Oh well. Not much I can do.
Not the focus of my blog. I saw my therapist today. I had seen him last Friday. He had shared with me that he was heading to a conference on an Island off Washington State. The conference is a CBT based mindfulness one. Something near and dear to my heart. I believe more in CBT but also feel PARTS of DBT are awesome...like mindfulness. It should be interesting.
He asked me if I could, over the course of the week, each day or evening write down 3 things I am grateful for. That was it. Do you think I did it?
BPD's don't do homework. Add in NPD and we still don't do it but tell you we did :-)
I thought about it a few times. Never at bedtime. So my initial offering above on chasing meds all week was my attempt to justify not doing it.
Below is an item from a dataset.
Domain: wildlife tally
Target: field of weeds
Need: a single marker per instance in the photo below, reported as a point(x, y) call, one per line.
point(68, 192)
Probably holds some merit, but still.
So....for the next 7 days, whether I feel like it or not, I am going to blog three things I am grateful for. Then I will send him the link (He may have it...but muuuaaaahhhh I now get to make him read the blog lol)
So Jeff....here goes. Three things I am grateful for. Not in any particular order
1. You- my therapist. You have challenged me when needed, gently but firm. You have accepted me for who I am, who I was and who I may yet be. I always know you are on my side. Not in a way that justify's everything I do/did but in a way that is like "I'm a fan of that Michael Johnson." You believe in me when I don't always feel it. You allow me to express myself. Your patient and kind. Your a safety net I may not always need but do now and rest easier knowing your only a call away...
Basically your "alright" considering your a St Louis guy :-)
2- My Father. I could talk about my dad for days. So could most people that know him. Kind, wise, a leader, someone that has had my back for 49 years...even when others have encouraged him to "let me go" which...with what we know now could have been the end of me. Some people still think he does too much for me. I'm not sure how you can do too much for your kids. He's my friend, my mentor...but mostly my dad. With the loss of my sister and Mom (His wife and daughter) he has seen pain and stayed firm in his faith.
3- My wife and kids. You wanna talk about a great group of people. My wife is my angel. There is no doubt in my mind that God brought two broken people together. That are learning to be one whole person. I'm so proud of her, she is so strong. She has endured much pain from family and even from me, especially early in our marriage. She has grown into a wise, kind and caring person who loves her children and husband with everything she has. She's been the Wind Beneath my Wings for 17 years. My kids. God I love them. My son, who is 20, hasn't had an easy life and struggles with mild Aspberger's himself. He didn't finish HS...literally he just gave up. 2 Years later...he has been at the same job for 18 months, they love him he enjoys it. It has opened doors socially for him and we see so much growth. My 13 year old...who I have blogged about a lot....she is such a fighter. She has inner strength she doesn't even know about. She fights so hard....I try to help her on her journey as does my wife and I know we help...but after the pain she has endured....it may take time. My 6 year old is a joy as well...very funny child...so far the child that has had the most "stress" free upbringing (Believe it or not) and has real leadership skills.
So that's it for today. Easy to use my Dad and then wife/kids. Smart though...if anyone else does this too...use family first (So you don't forget)
We will see what I come up with tomorrow.